A solar tree develops in an industrial design workshop at the University of Connecticut, the inspired result of over a year of collaboration by a multidisciplinary team of faculty and students.
The 12-foot aluminum tree will be used as a research and educational tool, while providing a place for students to stop and literally recharge.
Solar trees have been around for years and typically consist of a pipe-shaped steel base supporting rectangular overhead panels. The UConn team, however, came up with a design that artfully mimics a real tree. Several thin branches start from the base and branch upwards to support nine large leaf shapes that will hold the solar panels.
The completed installation will include three curved benches at the base of the tree for visitors to sit down and plug into one of the tree’s outlets.
“It is an aesthetic object as much as a technical object,” said Christoper Sancomb, assistant professor in the industrial design program at the School of Fine Arts and one of the organizers of the project.
The solar tree is the brainchild of Dr Jasna Jankovic, Assistant Professor in the Department of Materials Science and Engineering and who is part of the Clean Energy Engineering Center and the faculty of the Institute of Materials Science. Jankovic said she started discussing the idea with colleagues about two years ago.
The concept immediately intrigued Dr. Cynthia Jones, professor of ecology and evolutionary biology.
“I told him that it had always been a fantasy of mine to build a power plant and change aspects, like the shape and positioning of the leaves, to see how it affected the total electrical gain over the day,” Jones said. In other words, the electrical installation could be used to better understand photosynthesis.
Jankovich teamed up with Sancomb to request a UConn STEAM Innovation Grant to make the project a reality. The grants program encourages innovative collaborations between the arts and STEM (science, technology, engineering and mathematics) disciplines.
They also assembled a multidisciplinary team of faculty including Jones, Dr. Sung Yeul Park, associate professor of electrical engineering, and Dr. Stacy Maddern, assistant professor of urban and community studies. The rest of the crew is made up of ten students, including two high school students.
“We all deliberately looked for an opportunity to work with people outside of our fields,” Sancomb said. “It helps to learn from each other, it sparks new ideas. “
As they began to plan the tree, the group began by asking, what would separate this solar tree from the others? They talked about creating a public sculpture that people could plug into, a meeting place that would also provide shade and seating. They saw the tree as an opportunity to educate people about solar energy, perhaps with a solar-powered kiosk with an interactive presentation on the tree.
They wanted to make it as “green” as possible. They therefore decided to use recyclable aluminum and ruled out the use of any plastic.
And, they wanted to make it portable. So although the tree weighs around 600 pounds, it is easily taken apart. The benches will contain ballast to anchor the tree to the ground in its temporary locations.
Sancomb, who has extensive experience in creating museum exhibits, oversees the construction of the tree. The metal parts of the tree have been assembled, but it is waiting for the wiring, the fixing of the solar panels, the paint, the benches and the batteries to store the energy necessary for the night lighting.
The nine flexible 50-watt solar panels (and two extras), along with two batteries, were donated by Renogy, a California manufacturer of DIY renewable energy products designed for a variety of applications.
During this time, the students of the team begin to work on a variety of “micro-projects”. For example, Pablo Zarama, 20, a materials science and engineering graduate, said he’s creating sensors that he hopes will measure optimal angles for sheet panels to maximize generation.

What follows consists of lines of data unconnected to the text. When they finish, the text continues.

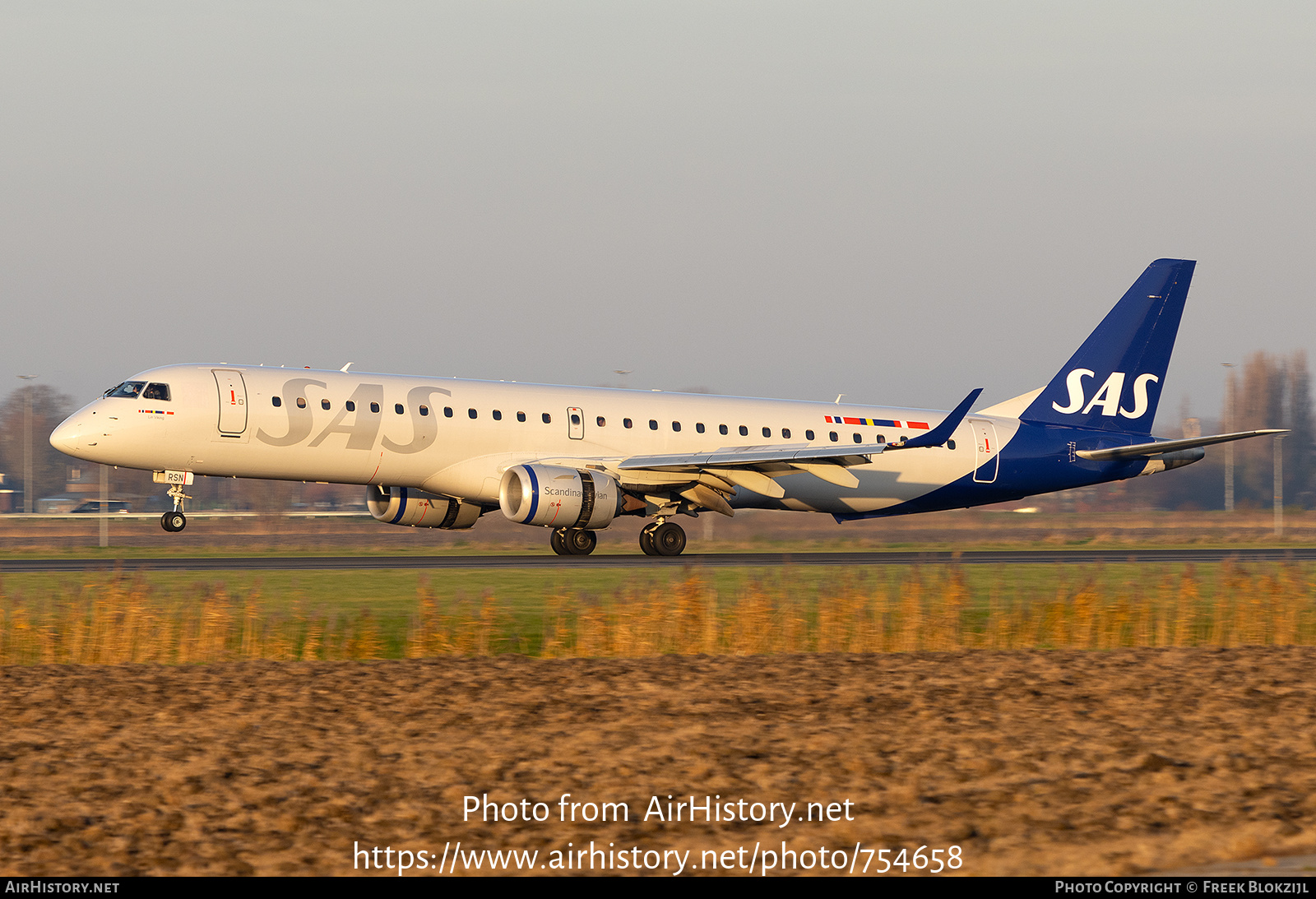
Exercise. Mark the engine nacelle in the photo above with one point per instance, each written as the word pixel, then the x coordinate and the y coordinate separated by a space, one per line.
pixel 420 510
pixel 556 497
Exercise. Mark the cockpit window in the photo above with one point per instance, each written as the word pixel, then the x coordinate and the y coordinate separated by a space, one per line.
pixel 129 388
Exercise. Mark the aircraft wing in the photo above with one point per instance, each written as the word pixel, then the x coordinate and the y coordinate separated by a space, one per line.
pixel 1160 447
pixel 740 456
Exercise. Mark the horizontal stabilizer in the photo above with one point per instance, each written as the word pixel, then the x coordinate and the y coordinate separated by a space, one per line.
pixel 1157 447
pixel 941 433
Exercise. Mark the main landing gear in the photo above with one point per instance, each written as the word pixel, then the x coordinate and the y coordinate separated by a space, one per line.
pixel 572 541
pixel 662 539
pixel 175 520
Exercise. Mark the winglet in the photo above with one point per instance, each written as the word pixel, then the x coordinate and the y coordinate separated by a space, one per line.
pixel 941 433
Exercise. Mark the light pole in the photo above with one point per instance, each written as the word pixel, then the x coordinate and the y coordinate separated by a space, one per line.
pixel 1228 429
pixel 1280 487
pixel 26 445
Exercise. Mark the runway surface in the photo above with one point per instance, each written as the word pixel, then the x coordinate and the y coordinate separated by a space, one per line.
pixel 707 559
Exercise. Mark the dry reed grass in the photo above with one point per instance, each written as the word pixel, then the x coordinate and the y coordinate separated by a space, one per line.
pixel 123 619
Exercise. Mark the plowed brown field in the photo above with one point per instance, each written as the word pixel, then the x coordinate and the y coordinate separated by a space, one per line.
pixel 1079 762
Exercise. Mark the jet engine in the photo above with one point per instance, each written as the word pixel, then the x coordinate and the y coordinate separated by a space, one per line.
pixel 420 510
pixel 556 497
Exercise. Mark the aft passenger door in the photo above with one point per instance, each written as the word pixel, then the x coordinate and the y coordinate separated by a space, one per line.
pixel 987 452
pixel 232 401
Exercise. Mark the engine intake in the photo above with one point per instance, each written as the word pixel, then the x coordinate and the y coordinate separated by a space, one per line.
pixel 556 497
pixel 420 510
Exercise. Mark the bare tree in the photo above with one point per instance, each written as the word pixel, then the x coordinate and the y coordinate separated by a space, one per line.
pixel 49 466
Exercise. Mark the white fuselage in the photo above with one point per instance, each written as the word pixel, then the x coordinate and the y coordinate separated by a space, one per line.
pixel 457 438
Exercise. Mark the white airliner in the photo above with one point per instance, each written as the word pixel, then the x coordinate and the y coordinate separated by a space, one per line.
pixel 443 452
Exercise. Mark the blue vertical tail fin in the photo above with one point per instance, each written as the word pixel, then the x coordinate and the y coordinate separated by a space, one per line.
pixel 1114 382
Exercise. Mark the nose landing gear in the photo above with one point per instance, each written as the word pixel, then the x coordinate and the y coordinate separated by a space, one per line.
pixel 662 539
pixel 175 520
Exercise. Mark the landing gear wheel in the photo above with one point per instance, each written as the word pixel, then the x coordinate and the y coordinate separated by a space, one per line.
pixel 558 543
pixel 668 539
pixel 579 543
pixel 646 540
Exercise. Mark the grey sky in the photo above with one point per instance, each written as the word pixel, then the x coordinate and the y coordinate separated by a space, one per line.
pixel 898 202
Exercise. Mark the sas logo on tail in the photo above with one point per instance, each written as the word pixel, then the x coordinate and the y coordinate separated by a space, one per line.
pixel 1109 396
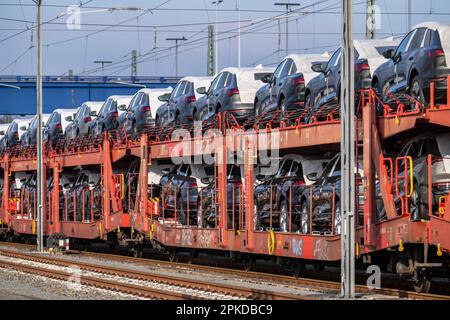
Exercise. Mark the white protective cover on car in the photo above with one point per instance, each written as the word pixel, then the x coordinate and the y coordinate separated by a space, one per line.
pixel 65 113
pixel 247 85
pixel 303 63
pixel 444 34
pixel 444 148
pixel 198 83
pixel 367 49
pixel 153 95
pixel 121 100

Vuk Jankovic, 18, a psychology graduate, said he would use the tree as the object of a study on different learning styles. Subjects will see a presentation on the tree in the classroom, remotely or through virtual reality technology. Jankovic will then test the subjects to see how well they have retained the knowledge.
And Dar Jankovic, 16, said he wanted to test whether using concave-shaped sheets with a smaller solar panel on one end and a mirror to reflect sunlight on the other would maximize efficiency.

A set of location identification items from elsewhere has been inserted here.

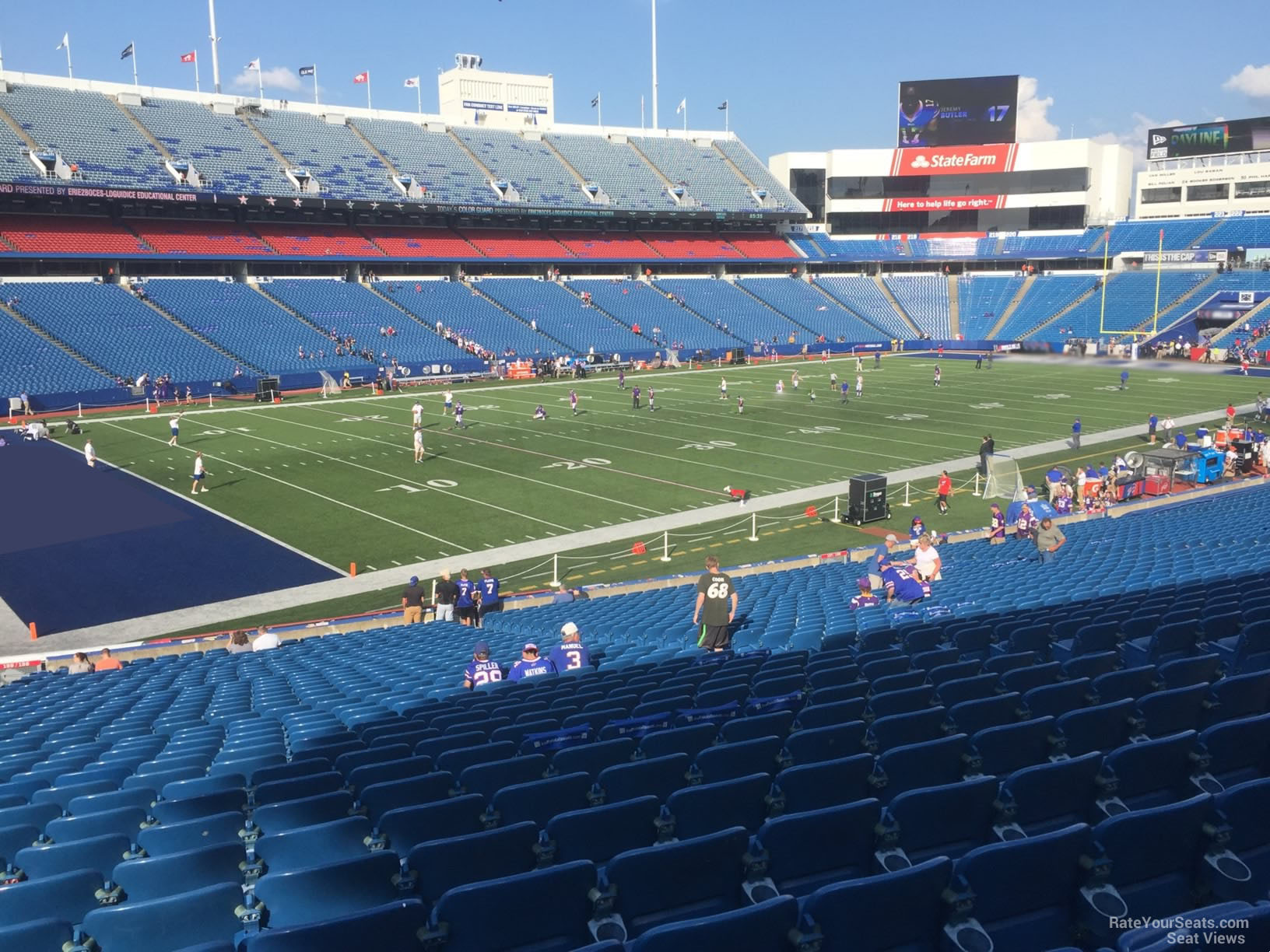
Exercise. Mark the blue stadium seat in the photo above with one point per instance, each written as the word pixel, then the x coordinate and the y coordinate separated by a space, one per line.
pixel 763 926
pixel 66 898
pixel 462 915
pixel 714 807
pixel 442 865
pixel 798 853
pixel 169 923
pixel 931 821
pixel 1244 809
pixel 1020 894
pixel 675 881
pixel 329 890
pixel 155 877
pixel 1155 857
pixel 822 785
pixel 1049 796
pixel 600 833
pixel 928 765
pixel 394 926
pixel 542 800
pixel 98 853
pixel 655 775
pixel 900 910
pixel 486 779
pixel 321 843
pixel 192 835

“We want to expand on several projects,” said Jasna Jankovic. “We will continue to encourage students and teachers to come up with their own projects. “
It turns out that this tree is not suitable for the type of research Jones was interested in.
“The leaves ended up being bigger than I initially thought,” she said. “We could still do some of this work if we built a second tree that could be smaller and more flexible to adjust things for experimental purposes. “
And it is certainly possible. This tree was meant to be a prototype to test a number of factors, Jankovic said, and “we’ll be asking the National Science Foundation or some other funding agency for a bigger grant to develop this project further.” Sancomb estimates the cost of replicating the prototype tree between $ 6,000 and $ 10,000; he will not have a more precise figure until the project is finished.
The team hope to complete the tree this summer so they can make their campus debut this fall. But before that happened, Sancomb said they had another challenge: come up with a deterrent system to prevent students from climbing it.